- Directed by: Nicholas Ray
- Written by: Nicholas Ray Tom Farrell Susan Ray
- Starring: Richie Bock Tom Farrell Nicholas Ray Danny Fisher Jill Gannon Jane Heymann Leslie Levinson Stanley Liu Luke Oberle Phil Weisman
- Cinematography: Richie Bock Peer Bode Danny Fisher Mark Goldstein Stanley Liu Steve Maurer
- Edited by: Richie Bock Charles Bornstein Tom Farrell Danny Fisher Mark Goldstein Nicholas James Carol Lenoir
- Release date: 1973 (Cannes);
- Running time: 88 minutes (1973 cut) 95 minutes (1976 cut)
- Country: United States
- Language: English

= We Can't Go Home Again =

We Can't Go Home Again is an experimental feature film directed by Nicholas Ray in collaboration with his film students at Binghamton University. Ray and the students play fictionalized versions of themselves.

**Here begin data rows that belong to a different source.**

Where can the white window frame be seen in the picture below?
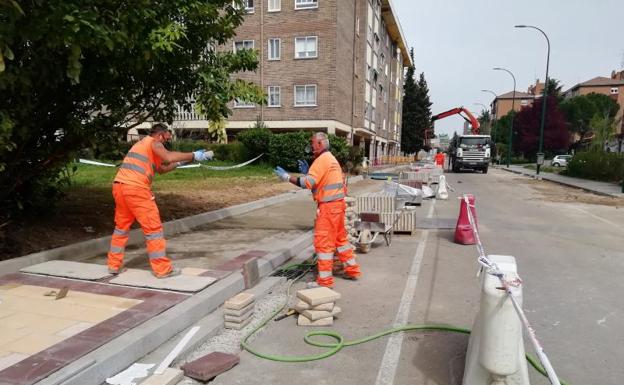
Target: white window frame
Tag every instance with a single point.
(247, 7)
(315, 38)
(279, 96)
(239, 104)
(306, 4)
(253, 43)
(279, 49)
(296, 104)
(277, 5)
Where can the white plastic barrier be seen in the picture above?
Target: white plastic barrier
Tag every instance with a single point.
(496, 349)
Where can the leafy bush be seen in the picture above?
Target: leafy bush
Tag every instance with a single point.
(604, 166)
(255, 140)
(235, 152)
(286, 149)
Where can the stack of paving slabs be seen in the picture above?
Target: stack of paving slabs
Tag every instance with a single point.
(238, 311)
(317, 307)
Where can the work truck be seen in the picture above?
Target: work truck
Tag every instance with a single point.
(471, 151)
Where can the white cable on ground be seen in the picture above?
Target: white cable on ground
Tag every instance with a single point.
(493, 269)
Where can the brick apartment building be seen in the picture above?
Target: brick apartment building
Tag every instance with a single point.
(503, 103)
(612, 87)
(326, 65)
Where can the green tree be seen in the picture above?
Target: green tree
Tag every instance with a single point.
(416, 124)
(485, 120)
(409, 131)
(579, 110)
(73, 74)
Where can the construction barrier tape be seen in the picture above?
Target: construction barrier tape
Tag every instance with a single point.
(221, 168)
(94, 163)
(194, 165)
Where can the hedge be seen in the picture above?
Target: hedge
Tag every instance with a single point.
(602, 166)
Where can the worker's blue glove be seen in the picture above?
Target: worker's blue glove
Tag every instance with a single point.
(303, 166)
(201, 155)
(281, 173)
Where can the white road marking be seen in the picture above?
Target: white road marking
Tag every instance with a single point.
(389, 363)
(615, 225)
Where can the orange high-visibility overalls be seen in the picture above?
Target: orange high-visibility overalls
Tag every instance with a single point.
(134, 201)
(326, 181)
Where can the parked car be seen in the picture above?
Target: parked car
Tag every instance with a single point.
(561, 160)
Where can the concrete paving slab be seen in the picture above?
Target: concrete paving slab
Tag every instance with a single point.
(69, 269)
(142, 278)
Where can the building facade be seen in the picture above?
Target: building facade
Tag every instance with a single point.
(335, 66)
(612, 87)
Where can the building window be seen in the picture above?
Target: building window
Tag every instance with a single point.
(275, 5)
(248, 4)
(305, 96)
(275, 96)
(243, 44)
(306, 4)
(305, 47)
(275, 49)
(243, 104)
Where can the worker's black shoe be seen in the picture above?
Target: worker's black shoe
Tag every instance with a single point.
(172, 273)
(116, 271)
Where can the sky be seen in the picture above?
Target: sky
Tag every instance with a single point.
(458, 42)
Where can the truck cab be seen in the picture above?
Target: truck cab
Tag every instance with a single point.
(470, 152)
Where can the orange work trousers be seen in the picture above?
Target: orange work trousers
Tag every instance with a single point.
(136, 203)
(330, 236)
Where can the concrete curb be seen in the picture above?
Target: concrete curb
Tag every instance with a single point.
(100, 245)
(533, 176)
(118, 354)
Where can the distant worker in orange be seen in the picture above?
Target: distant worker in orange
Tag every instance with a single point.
(134, 199)
(326, 180)
(440, 158)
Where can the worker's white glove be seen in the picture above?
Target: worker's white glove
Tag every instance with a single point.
(201, 155)
(281, 173)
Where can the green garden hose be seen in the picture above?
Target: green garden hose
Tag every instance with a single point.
(335, 347)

The film was the major project of the last decade of Ray's life, and he and his collaborators continuously re-edited it. Rough versions of the film were screened at festivals as early as 1972 (including a Cannes premiere in 1973), and the most well-known cut was completed in 1976.

Ray was still making alterations to it at the time of his death in 1979.

== Production ==

In 1971, Nicholas Ray received an invitation to lecture at Binghamton University's Harpur College, which had at the time just established a film department. This led to Ray being offered a two-year teaching position at the department, which had been founded by Larry Gottheim and the experimental filmmaker Ken Jacobs. Ray became close with his students, and together with them moved into a house off-campus where the group formed a filmmaking commune. There they began work on We Can't Go Home Again, sharing all filmmaking duties.

The film soundtrack features the song “God Bless the Family” written by Norman Zamcheck and performed by him and Suzy Williams as the duo Stormin’ Norman & Suzy.

The film was made using a wide variety of equipment and shooting formats, including Super 8, 16mm, 35mm and a video synthesizer which had been donated to the project by Nam June Paik.

==Preservation==
We Can't Go Home Again was preserved by the Academy Film Archive in 2011.